Trade Desk Thoughts: Nonfarm payroll employment continued to fall sharply in February and the unemployment rate rose from 7.6% to 8.1%, the Bureau of Labor Statistics of the U.S. Department of Labor reported today.
Since the recession began in December 2007, about 4.4 million jobs have been lost, with more than half (2.6 million) of the decrease occurring in the last 4 months alone.
January’s loss was revised up to 655,000. For December, the revision was to a drop of 681,000, the most since 1949 when a huge strike affected half a million workers.
The household survey data showed the number of unemployed persons rose by 851,000 to 12.5 million last month and that over the last year, the number of unemployed persons has risen about 5.0 million and that the unemployment rate has gone up by 3.3 percentage points.
By every measure, the report is a disaster, said Matthew Carniol, chief currency strategist at TheLFB-forex.com. Some of the pressure on labor markets appears to be a byproduct of strong productivity, which is actually a big plus for the economy over the long run. But in the current environment, it seems to be making things worse for workers as nimble businesses reduce employees in anticipation of falling demand.
Among the unemployed, the number of job losers and persons who completed temporary jobs increased by 716,000 to 7.7 million in February. This measure has grown by 3.8 million in the last 12 months. The number of long-term unemployed (those jobless for 27 weeks or more) increased by 270,000 to 2.9 million in February. Over the past 12 months, the number of long-term unemployed was up by 1.6 million.
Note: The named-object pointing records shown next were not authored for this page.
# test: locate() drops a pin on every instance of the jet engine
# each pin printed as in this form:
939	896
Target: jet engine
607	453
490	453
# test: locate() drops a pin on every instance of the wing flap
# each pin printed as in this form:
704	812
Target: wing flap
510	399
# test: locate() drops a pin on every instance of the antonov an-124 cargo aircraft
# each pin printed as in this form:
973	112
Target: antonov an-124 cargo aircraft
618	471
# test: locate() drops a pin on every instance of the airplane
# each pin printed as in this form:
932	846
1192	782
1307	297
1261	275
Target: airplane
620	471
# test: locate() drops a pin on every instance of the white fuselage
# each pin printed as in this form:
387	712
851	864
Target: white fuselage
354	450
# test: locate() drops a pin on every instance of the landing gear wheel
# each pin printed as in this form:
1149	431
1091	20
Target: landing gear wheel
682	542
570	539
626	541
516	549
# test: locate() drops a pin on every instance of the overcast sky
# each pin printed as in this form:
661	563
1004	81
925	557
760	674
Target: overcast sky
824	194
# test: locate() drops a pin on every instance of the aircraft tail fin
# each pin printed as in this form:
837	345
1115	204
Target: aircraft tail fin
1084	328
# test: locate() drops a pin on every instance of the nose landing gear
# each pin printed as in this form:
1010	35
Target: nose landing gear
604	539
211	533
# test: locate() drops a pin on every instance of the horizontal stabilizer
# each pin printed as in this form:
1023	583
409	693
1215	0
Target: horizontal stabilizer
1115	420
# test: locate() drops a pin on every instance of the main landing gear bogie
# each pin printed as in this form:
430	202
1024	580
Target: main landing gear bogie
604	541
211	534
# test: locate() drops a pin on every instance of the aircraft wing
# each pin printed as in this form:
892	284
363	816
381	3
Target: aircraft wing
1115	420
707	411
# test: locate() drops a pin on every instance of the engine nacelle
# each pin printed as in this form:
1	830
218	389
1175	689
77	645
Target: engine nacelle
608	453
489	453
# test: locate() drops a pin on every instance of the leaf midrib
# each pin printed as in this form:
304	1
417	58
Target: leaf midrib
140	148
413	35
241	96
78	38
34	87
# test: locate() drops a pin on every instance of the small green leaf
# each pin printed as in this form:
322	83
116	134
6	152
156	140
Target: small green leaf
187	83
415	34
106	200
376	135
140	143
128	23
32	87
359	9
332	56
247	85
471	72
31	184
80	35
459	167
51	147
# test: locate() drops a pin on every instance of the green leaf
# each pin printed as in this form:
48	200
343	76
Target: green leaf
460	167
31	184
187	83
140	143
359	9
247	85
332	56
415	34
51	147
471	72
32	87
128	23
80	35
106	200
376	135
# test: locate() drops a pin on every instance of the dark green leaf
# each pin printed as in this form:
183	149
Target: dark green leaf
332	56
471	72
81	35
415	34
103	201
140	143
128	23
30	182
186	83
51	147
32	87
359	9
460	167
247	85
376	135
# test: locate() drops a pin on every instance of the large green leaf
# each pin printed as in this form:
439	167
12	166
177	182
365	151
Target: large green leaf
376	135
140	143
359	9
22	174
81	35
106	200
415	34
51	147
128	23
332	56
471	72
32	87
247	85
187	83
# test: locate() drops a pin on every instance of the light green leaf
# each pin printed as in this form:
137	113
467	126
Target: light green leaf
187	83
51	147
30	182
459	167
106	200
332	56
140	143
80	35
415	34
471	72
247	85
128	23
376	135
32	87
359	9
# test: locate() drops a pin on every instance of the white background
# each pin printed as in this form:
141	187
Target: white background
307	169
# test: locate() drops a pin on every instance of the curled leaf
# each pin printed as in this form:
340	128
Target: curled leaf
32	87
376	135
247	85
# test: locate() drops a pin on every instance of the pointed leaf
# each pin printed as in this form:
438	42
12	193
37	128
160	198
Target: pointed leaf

The number of persons who worked part time for economic reasons (sometimes referred to as involuntary part-time workers) rose by 787,000 to reach 8.6 million in February. The number of such workers rose by 3.7 million over the past 12 months.
About 2.1 million persons (not seasonally adjusted) were marginally at-attached to the labor force in February, 466,000 more than a year earlier. They were not counted as unemployed because they had not searched for work in the 4 weeks preceding the survey.
When marginally attached and involuntary part-time workers are included, the rate of unemployed or underemployed workers actually reached 14.8% last month, up almost six percentage points from a year earlier.
Within sectors, goods producing jobs decreased by 276k while service jobs fell 375k. Professional and business service jobs fell 180k. Jobs in education and health services increased 26k, and government jobs gained 9k.
Total weekly hours worked remained unchanged at 33.3. Average hourly earnings rose 3 cents and average weekly earnings were up $1.00.
Forex Technical Reaction: S&P futures were little changed, down 0.50 points prior to the report. The dollar weakened overnight as traders speculated on a weak number. Futures rose to a 6.50 point gain, and the dollar continued to decline against the higher-yielders.